Rights. Immunity. By America and various other naive democracies.

There are no such things as rights. No one is born with rights. A baby doesn’t have a right to be born and an elder person doesn’t have a right to compassionate care. You don’t have the right to read, eat or pee or own a weapon, whether it be knife or a gun. Rights are invented and I think it was very important that our declaration of independence speaks of rights as being inalienable rather than God given. Most people tend to say, “It’s my God given right to… whatever.” No it’s not. “God,” if you will, aborts more babies than any medical abortion, through miscarriages. Those babies did not have a right to be born and even if somehow, the universe stated that they did have the right to be born, the biggest serial killer of all, defied that right through miscarriages.

Inalienable actually means that the right established as inalienable can’t be transferred to someone else, like a king, or taken away or removed by law. Luckily, or maybe not, the declaration only mentions three inalienable rights and they pertain to living humans: life, liberty and the pursuit of happiness. It does not mention property, no matter how hard George Bush tries to insist that it does. These are purposely vague terms, but paired with the term inalienable they are powerful. It would take the bill of rights to get into the specifics.

Anyway, the point of this is that Trump, instead of suing for blanket immunity during his time as president — Richard Nixon was the last president to assert this but sort of acknowledged that it wasn’t going to play. Anyway, he should be thanking his lucky stars that there is no immunity for him because it is the rule of law that has allowed him to continue to thrive.

When you think about leaders who reach that stage of hubris where they can’t be touched — in other words — immune, the world reaches out and proves that you are exactly wrong. Nicolae Ceaucescu and his wife were marched into a courtyard and right up to the moment that were shot in the head, kept stating that “you can’t do this.” Mussolini, not to mention his boy toy Hitler, thought they were immune and eventually discovered they were not immune at all — Hitler taking the coward’s way of suicide in his bunker and Mussolini ending up hung upside down from a telephone line.

Other examples — unfortunately too numerous to go into much detail: Pol Pot, Pinochet, Stalin, Lenin, Franco, hundreds of African despots, the Guptas of South Africa and Jacob Zuma, King Msweti of eswatini (formerly Swaziland), and Robert Mugabe, Khaddafi and the current ruler of Turkey, Erdogan (who has not met his end yet) and Belarus’s Lukashenko and of course, Putin, who apparently plans to take his place among his former leaders. Some of these people just end up in ill health and die of disease. All of them, think or thought that they were immune.

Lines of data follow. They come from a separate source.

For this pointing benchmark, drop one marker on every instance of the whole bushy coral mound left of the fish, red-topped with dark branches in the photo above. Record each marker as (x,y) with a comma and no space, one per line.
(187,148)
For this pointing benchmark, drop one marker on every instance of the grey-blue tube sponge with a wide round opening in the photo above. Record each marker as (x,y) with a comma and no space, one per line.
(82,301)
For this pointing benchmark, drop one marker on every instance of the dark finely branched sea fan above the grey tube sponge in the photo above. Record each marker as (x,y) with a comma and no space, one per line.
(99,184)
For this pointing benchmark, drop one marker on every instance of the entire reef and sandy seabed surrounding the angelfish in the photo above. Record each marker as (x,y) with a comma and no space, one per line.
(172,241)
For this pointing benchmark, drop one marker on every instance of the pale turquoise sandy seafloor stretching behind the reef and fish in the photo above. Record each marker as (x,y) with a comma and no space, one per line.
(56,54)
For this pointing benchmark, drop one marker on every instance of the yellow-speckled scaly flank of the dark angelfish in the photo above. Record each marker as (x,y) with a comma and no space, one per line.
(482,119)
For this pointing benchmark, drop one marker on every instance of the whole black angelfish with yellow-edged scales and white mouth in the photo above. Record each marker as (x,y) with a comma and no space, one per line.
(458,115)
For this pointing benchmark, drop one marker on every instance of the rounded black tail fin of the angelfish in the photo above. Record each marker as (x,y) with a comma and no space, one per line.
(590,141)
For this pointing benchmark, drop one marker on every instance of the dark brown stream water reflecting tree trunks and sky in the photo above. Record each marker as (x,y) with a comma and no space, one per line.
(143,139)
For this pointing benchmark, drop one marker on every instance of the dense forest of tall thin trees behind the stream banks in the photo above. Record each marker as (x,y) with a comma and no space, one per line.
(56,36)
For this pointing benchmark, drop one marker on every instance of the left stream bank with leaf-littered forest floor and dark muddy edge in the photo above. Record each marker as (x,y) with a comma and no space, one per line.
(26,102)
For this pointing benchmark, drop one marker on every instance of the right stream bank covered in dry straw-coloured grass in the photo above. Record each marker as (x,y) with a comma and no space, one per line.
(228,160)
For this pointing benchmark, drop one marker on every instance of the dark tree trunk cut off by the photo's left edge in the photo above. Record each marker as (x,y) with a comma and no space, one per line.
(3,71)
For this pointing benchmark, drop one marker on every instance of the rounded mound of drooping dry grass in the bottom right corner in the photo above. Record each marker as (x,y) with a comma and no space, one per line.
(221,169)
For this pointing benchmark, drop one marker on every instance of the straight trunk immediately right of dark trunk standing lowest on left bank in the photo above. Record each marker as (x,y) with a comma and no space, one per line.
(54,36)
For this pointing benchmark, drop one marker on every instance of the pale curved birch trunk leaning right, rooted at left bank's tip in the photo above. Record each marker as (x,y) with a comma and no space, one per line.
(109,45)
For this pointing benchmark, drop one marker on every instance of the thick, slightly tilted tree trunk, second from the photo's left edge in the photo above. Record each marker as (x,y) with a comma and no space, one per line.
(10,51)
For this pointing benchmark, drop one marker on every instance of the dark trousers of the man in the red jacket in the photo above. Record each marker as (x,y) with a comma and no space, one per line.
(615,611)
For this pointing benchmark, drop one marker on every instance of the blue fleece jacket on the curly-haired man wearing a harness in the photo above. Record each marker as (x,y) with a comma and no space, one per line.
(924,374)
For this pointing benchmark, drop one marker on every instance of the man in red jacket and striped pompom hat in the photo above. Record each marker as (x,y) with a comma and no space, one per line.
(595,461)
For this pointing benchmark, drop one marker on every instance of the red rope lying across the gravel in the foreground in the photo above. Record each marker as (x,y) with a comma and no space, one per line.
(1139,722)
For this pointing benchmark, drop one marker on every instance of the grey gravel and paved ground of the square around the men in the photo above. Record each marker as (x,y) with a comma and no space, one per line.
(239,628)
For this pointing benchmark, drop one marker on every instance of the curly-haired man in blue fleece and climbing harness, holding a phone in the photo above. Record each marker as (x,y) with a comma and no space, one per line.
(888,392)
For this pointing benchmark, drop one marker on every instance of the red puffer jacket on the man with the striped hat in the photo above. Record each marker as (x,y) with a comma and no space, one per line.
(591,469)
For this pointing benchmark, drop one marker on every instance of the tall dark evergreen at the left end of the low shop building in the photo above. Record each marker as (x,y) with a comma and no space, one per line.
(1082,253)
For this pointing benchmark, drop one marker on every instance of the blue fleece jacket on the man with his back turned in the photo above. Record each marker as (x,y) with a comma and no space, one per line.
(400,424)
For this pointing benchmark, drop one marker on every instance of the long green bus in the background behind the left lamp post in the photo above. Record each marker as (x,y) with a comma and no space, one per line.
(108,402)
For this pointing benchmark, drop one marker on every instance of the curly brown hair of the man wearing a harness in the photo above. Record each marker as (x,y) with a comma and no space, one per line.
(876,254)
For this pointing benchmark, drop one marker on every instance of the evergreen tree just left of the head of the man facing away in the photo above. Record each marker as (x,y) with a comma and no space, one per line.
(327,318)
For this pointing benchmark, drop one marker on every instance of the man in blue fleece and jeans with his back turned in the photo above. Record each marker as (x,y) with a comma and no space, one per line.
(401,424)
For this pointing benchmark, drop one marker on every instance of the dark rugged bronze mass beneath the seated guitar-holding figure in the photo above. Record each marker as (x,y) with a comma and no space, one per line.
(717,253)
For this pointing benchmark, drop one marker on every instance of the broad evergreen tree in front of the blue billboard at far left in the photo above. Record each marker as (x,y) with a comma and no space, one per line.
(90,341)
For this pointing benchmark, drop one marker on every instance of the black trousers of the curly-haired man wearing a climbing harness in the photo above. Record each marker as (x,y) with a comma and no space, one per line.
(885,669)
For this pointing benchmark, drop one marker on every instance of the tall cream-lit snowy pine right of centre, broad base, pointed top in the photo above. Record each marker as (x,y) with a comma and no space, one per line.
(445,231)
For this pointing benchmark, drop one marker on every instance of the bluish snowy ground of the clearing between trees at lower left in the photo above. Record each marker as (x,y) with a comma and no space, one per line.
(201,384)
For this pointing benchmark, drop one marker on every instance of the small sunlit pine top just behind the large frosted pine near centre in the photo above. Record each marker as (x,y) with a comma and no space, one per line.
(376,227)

In the United States, it is the peaceful transfer of power which prevents people rising up and killing their leaders (although Trump tried to create a coup against himself, technically, and felt his troops would kill the other people.) As so many people, frustrated by the naturally slow tendencies of the court system to get things right, have said, “Why isn’t he in jail?” Well it’s for the very reason that he is now trying to destroy. The law. Without the law he and his wife could be taken out and shot, all the while insisting that “they” can’t do that.